By Steve Sears

Utah resident, Isaiah Glen Shields, has been walking across the United States for the past 18 months, and recently arrived in New Jersey.
While passing through, he strolled the streets of some of the My Life Publications publication areas, and he met up with some very nice people and beautiful landscape.
According to his Facebook page, Shields passed through Phillipsburg, Hackettstown, Roxbury, Denville, Butler, Pompton Lakes, Riverdale, and Oakland. When contacted by phone, he was on a traffic heavy street in Norwalk, Connecticut, but he had not forgotten stepping through the upper portion of the Garden State.
Shields first entered New Jersey in September by crossing over the Route 22 bridge from Easton, Pennsylvania, and landed in historic Phillipsburg. “I think I had looked at New Jersey on the map to just sort of get the gist of what I was going to be expecting. I guess everybody has a little bit of an inkling of what places look like,” he says. “I’ve never been to India, but when I picture India, I picture the Taj Mahal and crowded streets. I don’t think I’ve ever spent much time in New Jersey, and I saw a picture with a lot of suburban build up. But what I wasn’t really expecting to find was so much nature, and I guess ‘The Garden State’ is a slogan that people haven’t really understood well outside of New Jersey. There’s a lot of really, really beautiful things here.”
Shields’ videos show him walking the industrial area of the city of Phillipsburg, but in contrast also strolling by serene farmlands right off of Route 57 in Washington Township prior to hitting Hackettstown. “No matter where I go, the sunset is visible there if you’re there at sunset, and with the people I met, there’s a lot of value in their story no matter what area it happens to be in,” he says.
“There was no major source of inspiration,” Shields says regarding his reasons to walk across the country. “Everybody has ideas that cross their mind from time to time. Some people have the idea to join a high school football team or to open a popcorn stand, restore an old Corvette in their garage. I was sitting at work one day and I had the idea, got kind of passionate and couldn’t stop thinking about it, and eventually I just left. It was pretty uncomplicated, just really pretty random and arbitrary, and sounded like something I wanted to do.” Shields’ career is what you see. His walk has become a source of revenue on social media for him. “Hopefully I can just keep doing something like this. But prior to me departing, I worked as a corporate finance analyst.”
Shields also has created a You Tube channel titled “You Do You.” “I often tell people that in order to be happy, they need to radically change their lifestyle. My core thing I kind of believe is that ‘You Do You’ is supposed to embody is just to act on those things that speak to you most deeply. I just bought a house, graduated college, had a mortgage, and was sort of on a good path for security. But I had this idea that just kept me up at night and really, really spoke to my soul in some way.”

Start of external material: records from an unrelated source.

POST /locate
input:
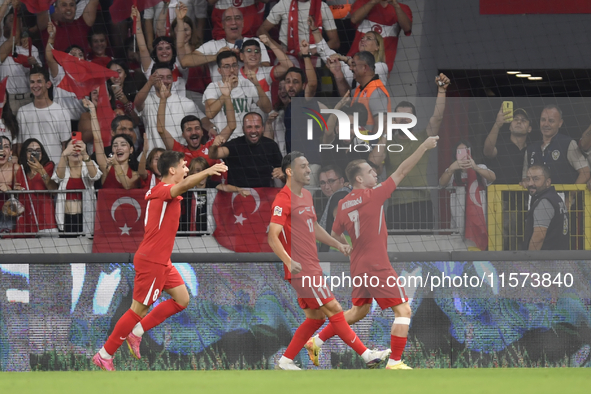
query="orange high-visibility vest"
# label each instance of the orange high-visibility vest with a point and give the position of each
(362, 96)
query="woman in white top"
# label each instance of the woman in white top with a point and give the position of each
(372, 42)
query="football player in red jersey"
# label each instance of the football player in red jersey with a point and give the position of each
(361, 214)
(154, 271)
(293, 232)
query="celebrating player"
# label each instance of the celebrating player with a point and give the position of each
(154, 272)
(293, 232)
(361, 214)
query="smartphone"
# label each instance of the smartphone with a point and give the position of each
(508, 106)
(463, 154)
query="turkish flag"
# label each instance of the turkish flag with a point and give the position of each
(119, 221)
(512, 7)
(2, 94)
(37, 6)
(476, 229)
(242, 222)
(121, 9)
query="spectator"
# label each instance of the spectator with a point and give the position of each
(504, 156)
(412, 209)
(253, 160)
(386, 17)
(252, 12)
(116, 169)
(164, 52)
(197, 140)
(98, 42)
(74, 212)
(250, 55)
(546, 222)
(464, 172)
(333, 186)
(293, 17)
(35, 173)
(245, 93)
(340, 65)
(67, 100)
(69, 31)
(558, 152)
(275, 124)
(43, 119)
(198, 77)
(208, 52)
(124, 88)
(148, 167)
(17, 85)
(148, 101)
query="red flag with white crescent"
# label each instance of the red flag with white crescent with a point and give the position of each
(242, 222)
(119, 221)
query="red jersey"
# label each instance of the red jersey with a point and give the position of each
(203, 151)
(297, 216)
(361, 214)
(161, 223)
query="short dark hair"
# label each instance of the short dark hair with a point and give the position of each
(406, 104)
(544, 169)
(159, 65)
(118, 119)
(331, 167)
(368, 58)
(297, 70)
(250, 43)
(225, 55)
(40, 70)
(353, 169)
(168, 159)
(288, 159)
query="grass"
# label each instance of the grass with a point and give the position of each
(456, 381)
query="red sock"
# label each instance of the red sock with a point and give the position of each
(162, 312)
(327, 333)
(301, 336)
(344, 331)
(121, 331)
(397, 344)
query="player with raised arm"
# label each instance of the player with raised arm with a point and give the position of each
(293, 232)
(154, 271)
(361, 214)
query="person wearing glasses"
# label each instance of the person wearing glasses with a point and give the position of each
(246, 95)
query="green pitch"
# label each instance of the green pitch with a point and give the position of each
(436, 381)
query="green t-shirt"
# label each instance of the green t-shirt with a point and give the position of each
(417, 176)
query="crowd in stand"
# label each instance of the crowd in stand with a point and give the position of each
(215, 79)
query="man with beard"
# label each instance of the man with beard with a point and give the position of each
(253, 160)
(546, 222)
(198, 142)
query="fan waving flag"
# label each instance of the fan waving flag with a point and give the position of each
(119, 221)
(242, 222)
(121, 9)
(37, 6)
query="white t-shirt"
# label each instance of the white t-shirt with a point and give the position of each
(244, 97)
(177, 107)
(49, 125)
(18, 81)
(67, 100)
(212, 47)
(178, 86)
(280, 13)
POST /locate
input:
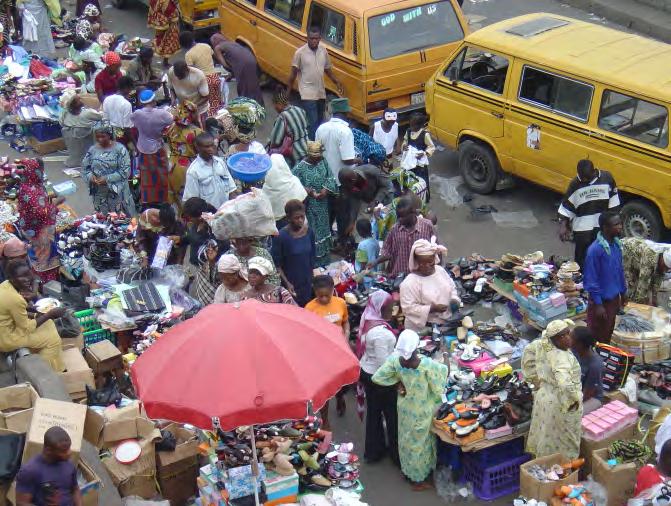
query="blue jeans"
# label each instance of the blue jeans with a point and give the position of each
(314, 110)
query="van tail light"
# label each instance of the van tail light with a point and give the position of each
(380, 105)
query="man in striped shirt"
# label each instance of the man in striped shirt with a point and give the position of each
(591, 193)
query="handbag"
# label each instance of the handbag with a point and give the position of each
(287, 146)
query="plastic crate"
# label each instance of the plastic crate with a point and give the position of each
(45, 130)
(496, 481)
(87, 320)
(95, 336)
(498, 453)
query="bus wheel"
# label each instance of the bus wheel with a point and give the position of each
(479, 167)
(641, 219)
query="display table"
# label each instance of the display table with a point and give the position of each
(478, 445)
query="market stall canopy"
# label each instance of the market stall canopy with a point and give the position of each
(250, 363)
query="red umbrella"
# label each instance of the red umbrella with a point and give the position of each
(251, 364)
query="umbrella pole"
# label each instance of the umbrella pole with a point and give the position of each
(255, 468)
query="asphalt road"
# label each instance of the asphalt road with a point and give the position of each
(524, 220)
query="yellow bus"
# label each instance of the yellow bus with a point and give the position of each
(532, 95)
(383, 51)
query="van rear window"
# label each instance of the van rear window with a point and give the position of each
(410, 30)
(636, 118)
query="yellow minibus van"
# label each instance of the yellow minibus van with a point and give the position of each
(383, 51)
(532, 95)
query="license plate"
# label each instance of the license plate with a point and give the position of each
(417, 98)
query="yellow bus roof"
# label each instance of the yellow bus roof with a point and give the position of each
(625, 60)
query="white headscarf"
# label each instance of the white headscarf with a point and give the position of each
(423, 247)
(407, 343)
(281, 186)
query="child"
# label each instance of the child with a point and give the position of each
(368, 249)
(419, 138)
(333, 309)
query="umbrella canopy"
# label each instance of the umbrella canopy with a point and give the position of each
(250, 364)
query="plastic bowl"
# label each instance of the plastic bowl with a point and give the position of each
(249, 167)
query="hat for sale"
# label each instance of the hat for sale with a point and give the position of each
(146, 96)
(340, 105)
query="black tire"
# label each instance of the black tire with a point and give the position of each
(642, 220)
(479, 167)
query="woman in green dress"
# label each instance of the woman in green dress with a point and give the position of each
(315, 175)
(421, 386)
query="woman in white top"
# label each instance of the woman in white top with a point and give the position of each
(385, 132)
(375, 344)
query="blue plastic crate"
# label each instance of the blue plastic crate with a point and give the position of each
(45, 130)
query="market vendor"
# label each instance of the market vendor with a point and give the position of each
(233, 280)
(645, 263)
(421, 383)
(557, 412)
(154, 223)
(258, 271)
(17, 329)
(428, 293)
(591, 369)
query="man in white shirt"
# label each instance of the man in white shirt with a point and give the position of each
(207, 177)
(337, 138)
(117, 108)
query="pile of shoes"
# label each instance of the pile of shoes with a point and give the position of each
(519, 402)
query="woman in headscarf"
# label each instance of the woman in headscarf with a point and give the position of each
(428, 293)
(106, 169)
(76, 122)
(557, 413)
(375, 344)
(421, 384)
(163, 17)
(233, 280)
(37, 219)
(107, 78)
(319, 183)
(181, 136)
(281, 186)
(291, 122)
(245, 248)
(38, 15)
(294, 253)
(258, 271)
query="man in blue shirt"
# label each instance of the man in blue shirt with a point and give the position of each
(604, 277)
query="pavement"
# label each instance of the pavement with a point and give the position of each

Shields’ ultimate destination is Lubec, Maine, the eastern-most point of the United States, and will eventually commit his travels to a book project.
Shields also discovered that New Jerseyans can be pretty congenial folks, too. “People told me there might be some people who are less interested in my journey while I was in New Jersey, and I’ll just have a bit of an experience there,” he says. “Really, there’s just as many people kind people in New Jersey as anywhere. I had people open their homes to me, I had people letting me stay on their property, and people inviting me in to show me their lives and their lifestyles.”
Shields met one couple who worked for M&M Mars in Hackettstown. “They met me on the streets of Hackettstown,” he explains. “They didn’t really know a lot about me at the time, but they looked me up later. Then, when I was in New York City, they drove out and gave me a tour of the M&M store there in Times Square. You never know what kind of opportunities are going to come when you do something like this.”